The rivals collided halfway through the last race in Italy, allowing Daniel Ricciardo to claim a surprise win for McLaren.
Mercedes team principal Toto Wolff credited the protective “halo” device around Hamilton’s cockpit with saving his life after Verstappen’s car bounced over his head.
Verstappen has a three-place grid penalty in Russia after he was blamed for the crash — “Not ideal, but not the end of the world,” he said.
The day after the crash, Hamilton attended the Met Gala in New York. He credited yoga and acupuncture with helping him to recover from neck pain sustained in the crash and said in Russia he was feeling fine.
“It’s natural that when a car lands on your head, you’re going to have some sort of discomfort,” Hamilton said.
“I didn’t say I was dying.
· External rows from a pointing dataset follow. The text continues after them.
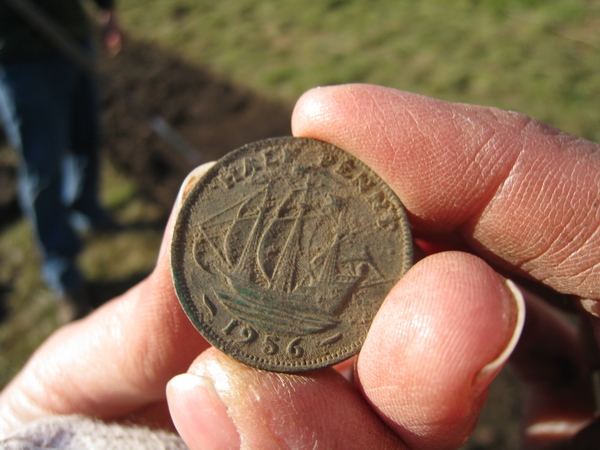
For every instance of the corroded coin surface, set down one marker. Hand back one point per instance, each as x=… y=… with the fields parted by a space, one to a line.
x=284 y=250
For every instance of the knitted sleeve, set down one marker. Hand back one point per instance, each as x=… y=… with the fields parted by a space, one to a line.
x=84 y=433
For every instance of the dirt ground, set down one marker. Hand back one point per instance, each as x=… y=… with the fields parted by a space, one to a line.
x=214 y=117
x=209 y=113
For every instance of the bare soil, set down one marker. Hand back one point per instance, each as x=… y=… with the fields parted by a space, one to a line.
x=214 y=117
x=143 y=82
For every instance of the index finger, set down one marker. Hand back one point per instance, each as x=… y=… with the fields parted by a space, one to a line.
x=517 y=191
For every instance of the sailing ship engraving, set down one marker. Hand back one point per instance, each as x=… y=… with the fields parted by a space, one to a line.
x=289 y=263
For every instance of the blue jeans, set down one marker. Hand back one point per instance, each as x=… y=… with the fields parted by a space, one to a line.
x=49 y=109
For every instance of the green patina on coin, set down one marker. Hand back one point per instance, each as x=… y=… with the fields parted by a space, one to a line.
x=285 y=249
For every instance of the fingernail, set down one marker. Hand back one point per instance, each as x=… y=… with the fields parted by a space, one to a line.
x=591 y=306
x=190 y=181
x=490 y=370
x=200 y=415
x=187 y=185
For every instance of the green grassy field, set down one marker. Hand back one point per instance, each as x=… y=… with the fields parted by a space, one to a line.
x=537 y=57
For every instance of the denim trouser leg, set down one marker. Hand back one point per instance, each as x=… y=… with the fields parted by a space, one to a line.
x=36 y=99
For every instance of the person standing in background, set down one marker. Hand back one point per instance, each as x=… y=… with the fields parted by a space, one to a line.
x=50 y=112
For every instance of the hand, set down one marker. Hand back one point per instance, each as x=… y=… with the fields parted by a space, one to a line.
x=519 y=194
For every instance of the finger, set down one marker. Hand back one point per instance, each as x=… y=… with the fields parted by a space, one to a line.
x=439 y=339
x=518 y=191
x=550 y=361
x=115 y=361
x=223 y=404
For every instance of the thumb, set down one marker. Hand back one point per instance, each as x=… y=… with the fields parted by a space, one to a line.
x=223 y=404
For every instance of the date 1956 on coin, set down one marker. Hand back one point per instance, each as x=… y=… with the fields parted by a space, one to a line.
x=284 y=250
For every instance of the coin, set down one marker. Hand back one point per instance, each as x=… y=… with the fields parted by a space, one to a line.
x=284 y=251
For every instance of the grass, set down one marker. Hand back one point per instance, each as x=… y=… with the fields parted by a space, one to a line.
x=110 y=264
x=532 y=56
x=539 y=58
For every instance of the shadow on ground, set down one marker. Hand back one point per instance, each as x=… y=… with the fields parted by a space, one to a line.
x=207 y=111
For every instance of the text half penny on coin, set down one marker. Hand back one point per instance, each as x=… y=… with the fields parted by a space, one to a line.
x=284 y=251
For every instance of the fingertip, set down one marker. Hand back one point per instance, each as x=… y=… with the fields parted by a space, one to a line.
x=200 y=416
x=446 y=320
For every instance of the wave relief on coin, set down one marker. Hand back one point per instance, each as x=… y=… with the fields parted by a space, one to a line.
x=284 y=250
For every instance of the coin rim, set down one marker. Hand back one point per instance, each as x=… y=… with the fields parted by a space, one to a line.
x=185 y=296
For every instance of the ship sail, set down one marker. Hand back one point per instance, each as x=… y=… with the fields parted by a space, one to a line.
x=265 y=284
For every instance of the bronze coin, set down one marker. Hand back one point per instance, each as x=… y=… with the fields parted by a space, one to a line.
x=285 y=249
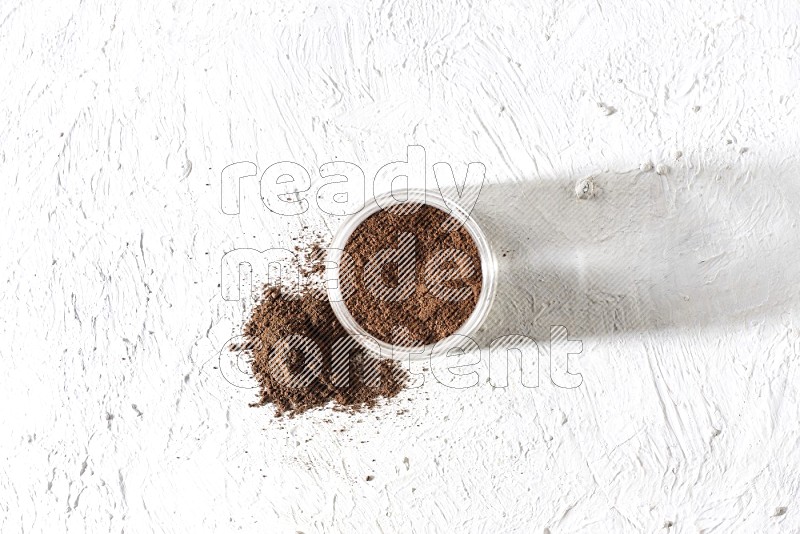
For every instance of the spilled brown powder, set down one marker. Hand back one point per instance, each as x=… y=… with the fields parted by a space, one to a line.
x=442 y=280
x=299 y=379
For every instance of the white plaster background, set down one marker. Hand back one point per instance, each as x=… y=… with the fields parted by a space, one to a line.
x=117 y=119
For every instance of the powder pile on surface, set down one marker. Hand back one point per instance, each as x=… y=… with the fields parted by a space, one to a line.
x=432 y=288
x=324 y=365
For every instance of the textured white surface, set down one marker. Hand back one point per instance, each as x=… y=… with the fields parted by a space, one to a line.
x=680 y=276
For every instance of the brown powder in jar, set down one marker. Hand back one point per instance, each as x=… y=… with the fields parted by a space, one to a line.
x=297 y=380
x=413 y=267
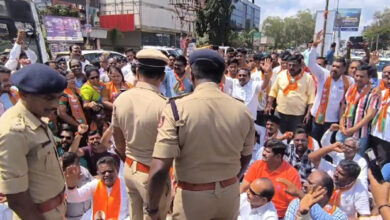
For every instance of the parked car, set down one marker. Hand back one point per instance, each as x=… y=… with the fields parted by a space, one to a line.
x=90 y=55
x=166 y=50
x=382 y=63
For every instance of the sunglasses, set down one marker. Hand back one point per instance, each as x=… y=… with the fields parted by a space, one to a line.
x=66 y=137
x=253 y=193
x=94 y=77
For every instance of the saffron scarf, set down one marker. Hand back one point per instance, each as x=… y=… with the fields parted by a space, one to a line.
x=114 y=91
x=334 y=201
x=75 y=106
x=353 y=99
x=292 y=82
x=380 y=118
x=107 y=205
x=263 y=94
x=179 y=87
x=321 y=113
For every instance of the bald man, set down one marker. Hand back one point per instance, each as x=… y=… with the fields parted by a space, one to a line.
x=256 y=202
x=313 y=204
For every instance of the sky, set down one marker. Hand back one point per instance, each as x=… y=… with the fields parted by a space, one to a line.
x=284 y=8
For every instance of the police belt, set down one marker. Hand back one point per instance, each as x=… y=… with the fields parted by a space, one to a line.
x=139 y=167
x=52 y=203
x=205 y=186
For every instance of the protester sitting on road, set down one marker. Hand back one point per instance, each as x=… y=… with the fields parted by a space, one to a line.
x=20 y=55
x=256 y=202
x=74 y=211
x=108 y=193
x=115 y=87
x=314 y=200
x=273 y=166
x=350 y=195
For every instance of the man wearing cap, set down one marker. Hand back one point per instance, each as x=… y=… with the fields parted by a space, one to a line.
x=210 y=135
x=135 y=119
x=31 y=175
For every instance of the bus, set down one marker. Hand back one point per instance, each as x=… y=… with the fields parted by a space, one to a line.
x=21 y=15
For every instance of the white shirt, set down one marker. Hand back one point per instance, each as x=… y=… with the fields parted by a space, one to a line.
x=103 y=76
x=262 y=97
x=86 y=192
x=385 y=135
x=248 y=93
x=265 y=212
x=337 y=157
x=13 y=60
x=336 y=94
x=127 y=69
x=355 y=200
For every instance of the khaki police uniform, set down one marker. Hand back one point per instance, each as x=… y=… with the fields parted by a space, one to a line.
x=212 y=133
x=29 y=160
x=137 y=112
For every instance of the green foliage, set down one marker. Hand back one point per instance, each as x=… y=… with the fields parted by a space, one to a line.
x=214 y=21
x=60 y=10
x=291 y=31
x=379 y=27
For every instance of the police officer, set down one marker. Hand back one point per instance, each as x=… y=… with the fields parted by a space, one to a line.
x=31 y=176
x=135 y=119
x=210 y=136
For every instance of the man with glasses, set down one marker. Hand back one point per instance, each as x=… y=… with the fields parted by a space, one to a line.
x=350 y=195
x=314 y=199
x=338 y=152
x=176 y=83
x=380 y=131
x=256 y=202
x=62 y=67
x=273 y=166
x=297 y=153
x=75 y=66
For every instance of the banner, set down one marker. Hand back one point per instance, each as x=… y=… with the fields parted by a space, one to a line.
x=63 y=29
x=347 y=19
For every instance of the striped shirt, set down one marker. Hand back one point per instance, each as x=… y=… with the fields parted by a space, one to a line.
x=368 y=101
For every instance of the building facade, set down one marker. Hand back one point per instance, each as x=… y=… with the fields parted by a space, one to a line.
x=245 y=16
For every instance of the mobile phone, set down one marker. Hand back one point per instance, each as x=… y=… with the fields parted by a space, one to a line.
x=373 y=165
x=356 y=42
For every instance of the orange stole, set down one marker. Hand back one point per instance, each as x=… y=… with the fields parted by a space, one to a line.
x=321 y=112
x=75 y=107
x=334 y=201
x=14 y=95
x=381 y=116
x=113 y=91
x=292 y=82
x=108 y=204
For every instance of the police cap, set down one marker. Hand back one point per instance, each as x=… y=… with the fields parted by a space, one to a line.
x=39 y=79
x=151 y=58
x=208 y=55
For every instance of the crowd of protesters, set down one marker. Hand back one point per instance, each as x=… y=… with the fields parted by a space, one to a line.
x=315 y=118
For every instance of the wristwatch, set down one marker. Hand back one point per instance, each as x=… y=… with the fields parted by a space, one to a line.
x=151 y=211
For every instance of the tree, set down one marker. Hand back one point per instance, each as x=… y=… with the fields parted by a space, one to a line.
x=379 y=29
x=214 y=21
x=291 y=31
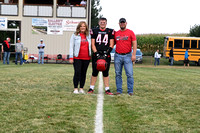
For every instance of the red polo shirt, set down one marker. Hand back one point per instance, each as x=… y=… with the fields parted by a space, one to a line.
x=124 y=40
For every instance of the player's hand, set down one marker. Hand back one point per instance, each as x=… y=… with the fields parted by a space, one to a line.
x=105 y=55
x=133 y=58
x=109 y=50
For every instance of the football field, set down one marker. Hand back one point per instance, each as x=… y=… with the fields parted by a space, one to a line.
x=39 y=98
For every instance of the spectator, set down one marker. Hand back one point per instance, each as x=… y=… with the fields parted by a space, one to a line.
x=102 y=45
x=67 y=3
x=125 y=42
x=18 y=51
x=171 y=56
x=80 y=52
x=41 y=47
x=157 y=57
x=186 y=60
x=6 y=50
x=83 y=3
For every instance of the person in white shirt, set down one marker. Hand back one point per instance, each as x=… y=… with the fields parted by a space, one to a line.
x=83 y=3
x=157 y=57
x=41 y=47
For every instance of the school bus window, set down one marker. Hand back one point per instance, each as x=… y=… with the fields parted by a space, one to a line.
x=194 y=44
x=170 y=43
x=178 y=43
x=199 y=44
x=186 y=43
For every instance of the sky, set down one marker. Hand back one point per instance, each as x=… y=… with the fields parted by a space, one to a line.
x=152 y=16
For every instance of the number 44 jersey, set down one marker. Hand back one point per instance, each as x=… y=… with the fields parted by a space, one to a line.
x=102 y=38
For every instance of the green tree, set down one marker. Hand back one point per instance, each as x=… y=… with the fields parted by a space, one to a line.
x=95 y=9
x=195 y=31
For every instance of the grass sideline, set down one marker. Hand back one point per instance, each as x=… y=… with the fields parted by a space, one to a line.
x=38 y=98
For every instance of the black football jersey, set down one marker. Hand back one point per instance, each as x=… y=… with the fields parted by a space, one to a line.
x=102 y=38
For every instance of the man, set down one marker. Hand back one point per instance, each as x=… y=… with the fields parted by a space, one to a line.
x=41 y=47
x=171 y=57
x=18 y=51
x=6 y=50
x=102 y=44
x=157 y=57
x=67 y=3
x=126 y=47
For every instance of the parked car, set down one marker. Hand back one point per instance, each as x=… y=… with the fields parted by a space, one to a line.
x=138 y=55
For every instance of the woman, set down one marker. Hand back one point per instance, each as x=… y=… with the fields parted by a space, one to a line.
x=186 y=60
x=157 y=57
x=79 y=54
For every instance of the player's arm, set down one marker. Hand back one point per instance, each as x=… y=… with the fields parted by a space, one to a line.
x=134 y=45
x=2 y=48
x=112 y=42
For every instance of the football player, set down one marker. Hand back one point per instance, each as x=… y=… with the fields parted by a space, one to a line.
x=102 y=39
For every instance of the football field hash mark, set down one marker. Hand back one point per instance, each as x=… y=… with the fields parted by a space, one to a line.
x=99 y=110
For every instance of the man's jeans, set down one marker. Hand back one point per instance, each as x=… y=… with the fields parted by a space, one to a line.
x=6 y=57
x=157 y=60
x=20 y=57
x=120 y=61
x=172 y=61
x=41 y=55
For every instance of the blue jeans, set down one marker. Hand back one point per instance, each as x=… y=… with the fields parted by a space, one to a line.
x=6 y=57
x=157 y=60
x=41 y=55
x=172 y=61
x=20 y=57
x=120 y=61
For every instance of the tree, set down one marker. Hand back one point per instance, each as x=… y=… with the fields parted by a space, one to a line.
x=195 y=31
x=95 y=9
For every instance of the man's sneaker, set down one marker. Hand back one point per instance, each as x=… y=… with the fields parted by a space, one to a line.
x=81 y=91
x=90 y=91
x=75 y=92
x=108 y=92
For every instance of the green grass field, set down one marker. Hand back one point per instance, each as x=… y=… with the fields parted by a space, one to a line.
x=38 y=98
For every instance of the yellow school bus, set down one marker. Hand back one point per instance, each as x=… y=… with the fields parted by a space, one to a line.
x=180 y=44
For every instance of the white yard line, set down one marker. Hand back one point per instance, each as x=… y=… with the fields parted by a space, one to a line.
x=99 y=110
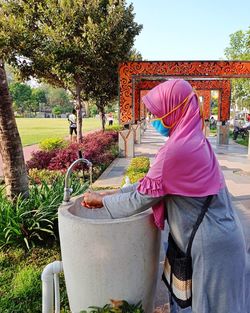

Of course, aware of the fact that just in a millisecond anything can happen, and so I did feel grateful to come out of it not badly injured.”
It was the second time the two drivers clashed this year after a similar incident at the British GP. On that occasion, Verstappen ended up in the hospital. Hamilton got a 10-second penalty but still went on to win the race.
Verstappen has a five-point lead over Hamilton in the championship. It’s not clear how many races remain, either seven or eight, because one venue still hasn’t been confirmed for an open slot on November 21.
Verstappen has managed to carve through the field before in Sochi after grid penalties, rocketing from 19th to fifth within the opening eight laps of the 2018 race.
Mercedes drivers have won all seven races at the Olympic Park circuit, with four wins for Hamilton.